Weitere Info auch unter Self HTM...


----------



## goddam (7. März 2004)

> ...wobei laufende Nr , die Position des Bildes, von 0 an gezählt im Dokumnent ist!


 verstehe ich das Richtig und kann mir die rechte Zelle sparen und die Position des Bildes nur über die lfd. Nummer bestimmen?


----------



## Thomas Lindner (7. März 2004)

*J*ein!

Du packst für den ersten Durchlauf, wenn noch kein Biold geladen ist ein "leeres" Bild in die Zelle ( transparentes.Gif oder ähnliches ).

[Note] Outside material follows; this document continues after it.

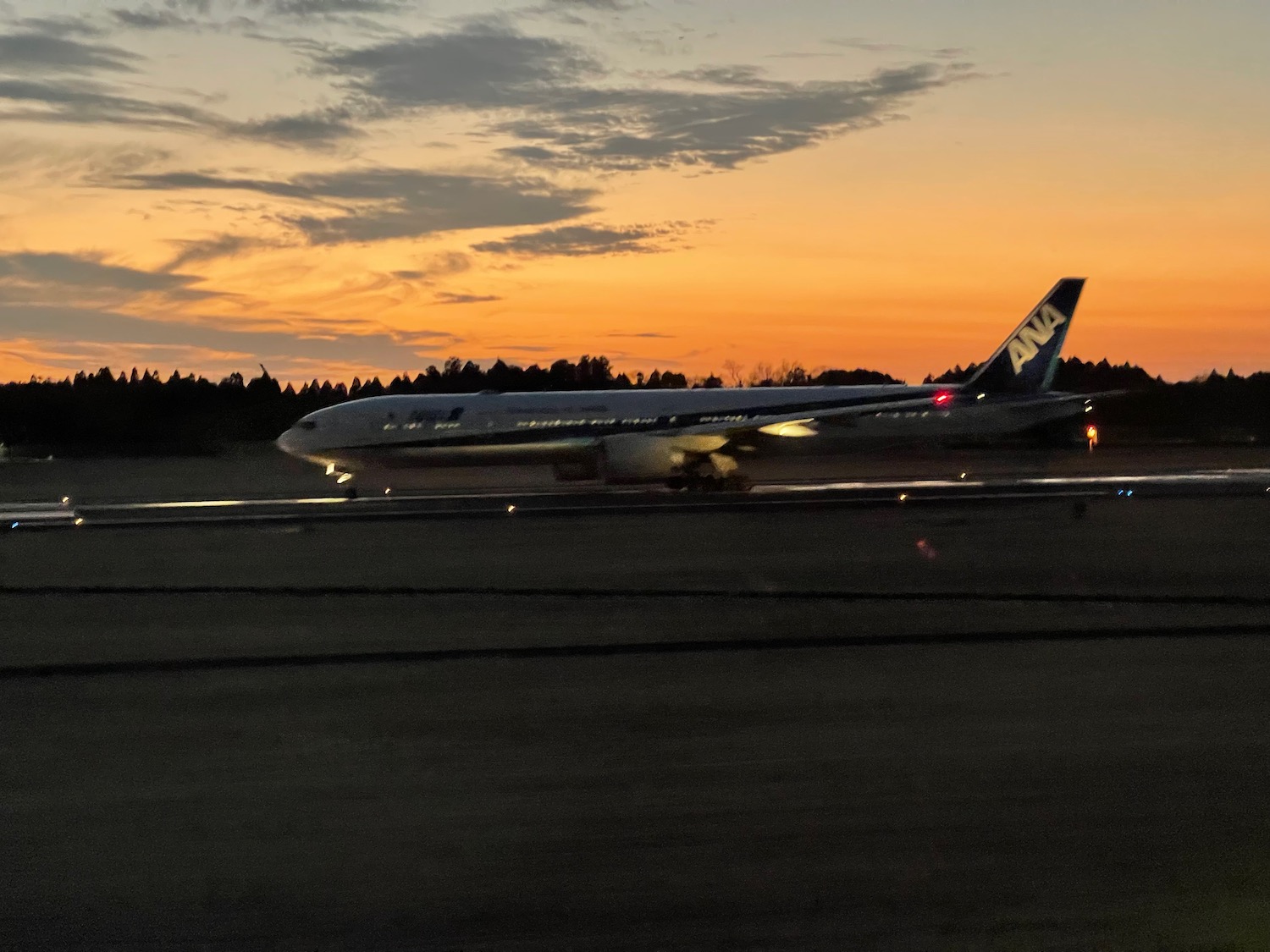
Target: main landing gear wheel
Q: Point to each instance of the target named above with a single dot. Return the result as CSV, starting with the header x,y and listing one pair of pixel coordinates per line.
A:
x,y
695,482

Die Nummer brauchst Du um das Bild anzusprechen.

( N.S.: Du könntest zwar auch ein leeres Bildobkekt erzeugen, aber wenn du mit einem Bild das es gibt beginnst,  ist das wenigstens schon fix im Layout! )


----------



## goddam (9. März 2004)

Hallo Thomas,
ok, ich habe nun 1en Tag herum probiert - ich kriege es nicht hin, 
bei selfhtml habe ich in dieser Sache auch nichts gefunden (dafür andere Tipps)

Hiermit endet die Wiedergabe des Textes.